The new branch in Berkel-Enschot comprises a 194.4 metre-long production unit with, behind it, two warehouses, a pallet warehouse and a block stacking warehouse. The two warehouses have a floor area of 4,627 m² and 4,461 m² respectively. And, besides that, there are other areas for offices and a company restaurant.

For NedTrain, Stow has built a parts warehouse expressly tailored to the customer’s needs or preferences. The system is composed of standard fixed shelving with narrow aisles, in which the pallets (1.20 x 1.00m) stand transversely in the racks, resting on ‘top hats’ (a kind of cross-beam). Reach trucks are used, to pick items off the pallet. Works commenced in spring 2011 with the formal handover in August 2011. It all took around 5 months, including the time needed to dismantle parts of the old system.

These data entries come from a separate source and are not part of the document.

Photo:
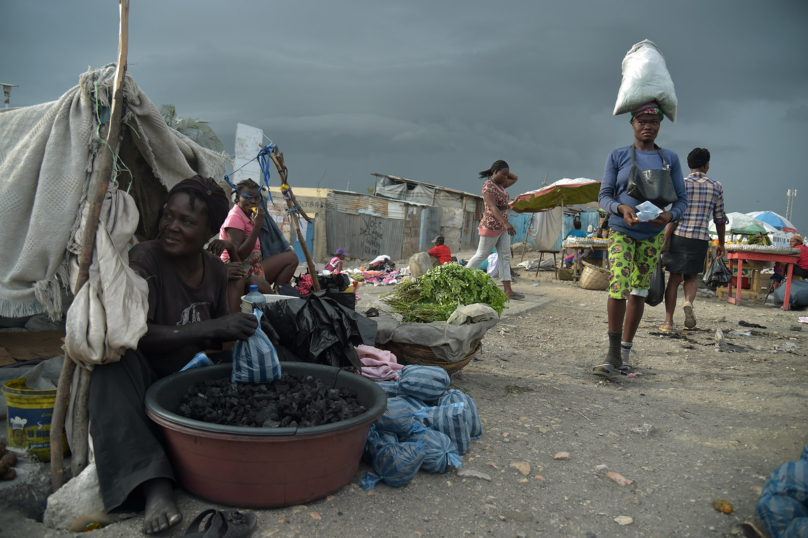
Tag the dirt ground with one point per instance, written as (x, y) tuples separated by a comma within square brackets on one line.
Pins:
[(696, 425)]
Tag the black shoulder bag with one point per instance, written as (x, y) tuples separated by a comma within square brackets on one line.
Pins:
[(653, 186)]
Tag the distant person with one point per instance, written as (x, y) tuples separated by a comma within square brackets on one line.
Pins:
[(801, 267), (335, 265), (440, 253), (687, 241), (634, 246), (577, 231), (495, 230)]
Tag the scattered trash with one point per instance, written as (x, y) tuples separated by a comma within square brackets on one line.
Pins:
[(722, 506), (521, 466), (645, 429), (740, 333), (621, 481), (468, 473)]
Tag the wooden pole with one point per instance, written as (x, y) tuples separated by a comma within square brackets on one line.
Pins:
[(524, 245), (291, 203), (97, 191)]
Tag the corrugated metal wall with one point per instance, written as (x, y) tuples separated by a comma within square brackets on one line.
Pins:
[(364, 236)]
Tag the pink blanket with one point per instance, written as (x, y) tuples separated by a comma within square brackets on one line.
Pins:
[(377, 364)]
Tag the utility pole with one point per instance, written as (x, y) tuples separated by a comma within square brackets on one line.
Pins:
[(7, 92), (791, 194)]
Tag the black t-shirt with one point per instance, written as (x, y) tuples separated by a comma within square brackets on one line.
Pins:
[(173, 302)]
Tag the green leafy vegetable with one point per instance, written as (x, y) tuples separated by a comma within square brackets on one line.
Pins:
[(436, 295)]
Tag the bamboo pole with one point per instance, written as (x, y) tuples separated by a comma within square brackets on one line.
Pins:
[(291, 203), (98, 191)]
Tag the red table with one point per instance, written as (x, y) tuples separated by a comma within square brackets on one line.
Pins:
[(741, 255)]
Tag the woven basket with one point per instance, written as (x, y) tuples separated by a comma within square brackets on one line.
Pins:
[(423, 356), (594, 278)]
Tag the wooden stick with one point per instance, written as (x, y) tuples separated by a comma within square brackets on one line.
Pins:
[(95, 202), (291, 203)]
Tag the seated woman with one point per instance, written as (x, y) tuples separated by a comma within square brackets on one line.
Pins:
[(241, 229), (187, 314)]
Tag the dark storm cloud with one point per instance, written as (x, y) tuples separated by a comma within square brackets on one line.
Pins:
[(436, 91)]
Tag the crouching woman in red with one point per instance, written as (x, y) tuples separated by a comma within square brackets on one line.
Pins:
[(187, 312)]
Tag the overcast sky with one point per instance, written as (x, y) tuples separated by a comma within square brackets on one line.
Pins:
[(436, 91)]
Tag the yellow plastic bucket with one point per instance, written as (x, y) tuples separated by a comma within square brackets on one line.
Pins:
[(29, 416)]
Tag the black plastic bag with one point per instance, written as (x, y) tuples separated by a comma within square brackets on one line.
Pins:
[(319, 330), (656, 293), (717, 274)]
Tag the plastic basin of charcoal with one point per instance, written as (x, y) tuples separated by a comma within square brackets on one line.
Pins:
[(263, 467)]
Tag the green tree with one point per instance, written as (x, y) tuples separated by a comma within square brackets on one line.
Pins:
[(197, 130)]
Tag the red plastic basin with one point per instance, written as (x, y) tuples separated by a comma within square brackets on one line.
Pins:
[(263, 467)]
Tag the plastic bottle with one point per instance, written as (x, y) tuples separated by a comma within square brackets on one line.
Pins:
[(255, 296)]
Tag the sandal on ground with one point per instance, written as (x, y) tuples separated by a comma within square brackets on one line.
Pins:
[(224, 524), (690, 317), (606, 370)]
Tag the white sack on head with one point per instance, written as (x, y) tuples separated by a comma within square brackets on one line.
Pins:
[(646, 79)]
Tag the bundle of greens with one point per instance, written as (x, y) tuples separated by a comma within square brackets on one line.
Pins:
[(434, 296)]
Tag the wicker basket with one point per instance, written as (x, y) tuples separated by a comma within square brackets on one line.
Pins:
[(423, 356), (594, 278)]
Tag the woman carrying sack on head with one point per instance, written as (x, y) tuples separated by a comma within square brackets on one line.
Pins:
[(634, 246), (495, 230)]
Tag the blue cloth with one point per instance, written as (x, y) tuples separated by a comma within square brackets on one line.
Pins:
[(427, 383), (272, 240), (783, 503), (615, 181)]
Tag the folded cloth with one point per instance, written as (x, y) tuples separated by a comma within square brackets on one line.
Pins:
[(378, 364)]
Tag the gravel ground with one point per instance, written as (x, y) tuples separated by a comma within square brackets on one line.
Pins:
[(695, 426)]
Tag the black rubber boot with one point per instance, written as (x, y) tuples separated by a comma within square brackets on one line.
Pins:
[(613, 356)]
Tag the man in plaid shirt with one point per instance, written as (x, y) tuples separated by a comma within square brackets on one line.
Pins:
[(687, 241)]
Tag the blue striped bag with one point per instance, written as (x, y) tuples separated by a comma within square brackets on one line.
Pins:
[(452, 420), (376, 440), (256, 359), (441, 452), (454, 395), (427, 383), (396, 464), (398, 418)]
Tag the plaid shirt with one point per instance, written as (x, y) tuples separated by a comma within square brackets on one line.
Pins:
[(705, 196)]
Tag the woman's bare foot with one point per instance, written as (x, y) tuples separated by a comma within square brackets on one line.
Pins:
[(161, 509)]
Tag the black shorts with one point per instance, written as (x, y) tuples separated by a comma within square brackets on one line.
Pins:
[(685, 256)]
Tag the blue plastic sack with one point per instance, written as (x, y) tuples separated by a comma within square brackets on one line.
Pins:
[(396, 464), (451, 420), (389, 387), (256, 359), (440, 451), (376, 440), (398, 418), (453, 396), (783, 503), (427, 383)]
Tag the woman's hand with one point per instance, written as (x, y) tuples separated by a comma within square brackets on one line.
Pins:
[(258, 218), (217, 246), (662, 220), (237, 326), (629, 215), (235, 271)]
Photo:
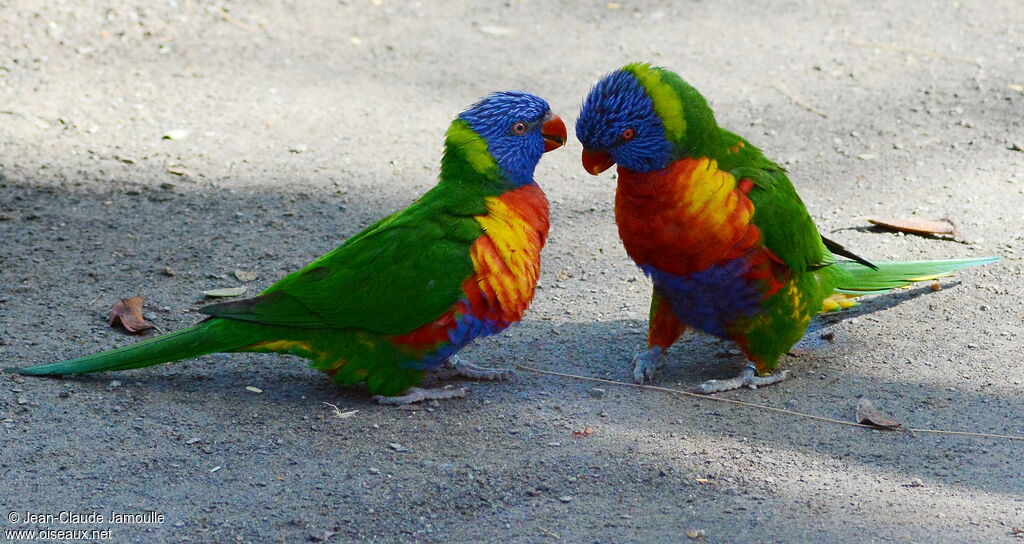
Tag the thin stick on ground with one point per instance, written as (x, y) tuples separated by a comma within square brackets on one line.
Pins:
[(230, 18), (340, 414), (549, 532), (781, 88), (913, 50), (763, 407)]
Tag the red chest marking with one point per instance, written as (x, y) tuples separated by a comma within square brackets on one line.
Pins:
[(690, 216), (507, 265)]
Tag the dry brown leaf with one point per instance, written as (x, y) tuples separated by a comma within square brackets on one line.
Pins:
[(128, 311), (245, 276), (918, 225), (868, 415), (577, 434)]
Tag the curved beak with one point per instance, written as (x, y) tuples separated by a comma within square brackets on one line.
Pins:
[(554, 133), (596, 162)]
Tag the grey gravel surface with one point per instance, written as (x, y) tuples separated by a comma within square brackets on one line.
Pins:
[(306, 121)]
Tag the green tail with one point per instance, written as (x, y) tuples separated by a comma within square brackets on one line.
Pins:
[(855, 279), (203, 338)]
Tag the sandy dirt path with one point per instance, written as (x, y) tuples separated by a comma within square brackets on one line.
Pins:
[(309, 120)]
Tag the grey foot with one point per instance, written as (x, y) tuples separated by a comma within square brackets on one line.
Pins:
[(748, 378), (469, 370), (418, 394), (645, 363)]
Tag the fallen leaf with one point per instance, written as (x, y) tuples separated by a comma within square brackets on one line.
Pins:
[(918, 225), (868, 415), (497, 31), (225, 292), (340, 414), (128, 311), (583, 433), (178, 169), (245, 276), (177, 133)]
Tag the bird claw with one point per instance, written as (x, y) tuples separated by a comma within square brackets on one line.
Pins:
[(469, 370), (418, 394), (749, 378), (646, 363)]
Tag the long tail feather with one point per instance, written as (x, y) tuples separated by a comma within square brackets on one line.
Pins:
[(859, 280), (197, 340)]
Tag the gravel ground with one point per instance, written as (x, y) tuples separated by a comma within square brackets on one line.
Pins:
[(308, 120)]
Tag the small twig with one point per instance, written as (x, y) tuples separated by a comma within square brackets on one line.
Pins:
[(549, 532), (763, 407), (230, 18), (798, 101), (340, 414), (913, 50)]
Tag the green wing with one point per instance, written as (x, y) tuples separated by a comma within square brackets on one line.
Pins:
[(787, 228), (399, 274)]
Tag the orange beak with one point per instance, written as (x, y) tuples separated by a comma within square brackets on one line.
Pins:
[(597, 162), (554, 133)]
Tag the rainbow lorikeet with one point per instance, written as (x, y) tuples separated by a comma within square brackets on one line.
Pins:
[(718, 226), (402, 296)]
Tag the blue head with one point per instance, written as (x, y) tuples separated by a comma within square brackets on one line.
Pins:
[(517, 128), (619, 125), (643, 118)]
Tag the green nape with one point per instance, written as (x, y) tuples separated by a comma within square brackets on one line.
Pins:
[(689, 122)]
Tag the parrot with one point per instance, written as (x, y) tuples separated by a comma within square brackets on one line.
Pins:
[(728, 245), (404, 295)]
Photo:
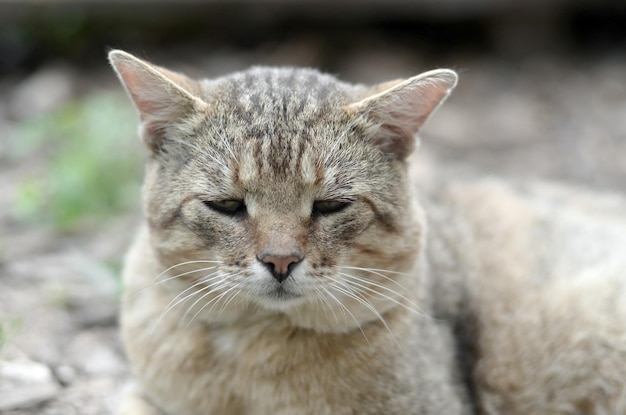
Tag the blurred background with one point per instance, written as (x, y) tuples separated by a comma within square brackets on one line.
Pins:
[(542, 96)]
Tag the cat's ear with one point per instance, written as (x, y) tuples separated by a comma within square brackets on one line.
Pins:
[(400, 108), (161, 97)]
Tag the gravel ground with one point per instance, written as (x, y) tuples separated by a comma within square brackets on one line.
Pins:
[(555, 118)]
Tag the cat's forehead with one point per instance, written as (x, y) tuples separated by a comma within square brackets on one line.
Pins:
[(288, 92)]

Jos Halters, consultant at NedTrain, explains: “Standard pallet racks were chosen because they were simply the best bet in this case. Extensive mechanization and automation are not always a good idea. We have, in our warehouses, a very wide range of both large and small parts. Very little of which is in bulk. So that means low heights and narrow aisles, which are a big space-saver. Mobile racking would have been totally inefficient here because our reach trucks would have laid idle for too long. We have three reach trucks. In the present system, they never have to wait and are constantly on the go. The advantage is a brisk handling of picking orders, with no time lost.”

Jos Halters stresses that choosing Stow was economically sound too: “This is, of course, an economic story too. Whoever offers the best value for money, during the bidding phase, lands the contract. That’s how we let contracts. But another contributing factor, for sure, was the fact that we’d collaborated with Stow three times already. And, each time, it was a positive experience.”

“Major advantages are Stow’s great flexibility and adaptability”, said Halters. He gives us a specific example: “We still had many component parts of our old racks lying around. Some of those parts were still perfectly usable. So not everything was renewed just like that. What has been completely renewed are the yokes. On the other hand, we were able to reuse a third of the partitions from the old warehouse.”

The flexibility is clearly a distinct advantage. And that brings our interlocutor straight to another issue: “A critical point was the floor load. But the specialists from Stow came up with an ideal solution for that too. In order to evenly distribute the floor load, a modified configuration was chosen, with staggered yokes. A well thought-out solution, whereby a maximum live load is still possible.”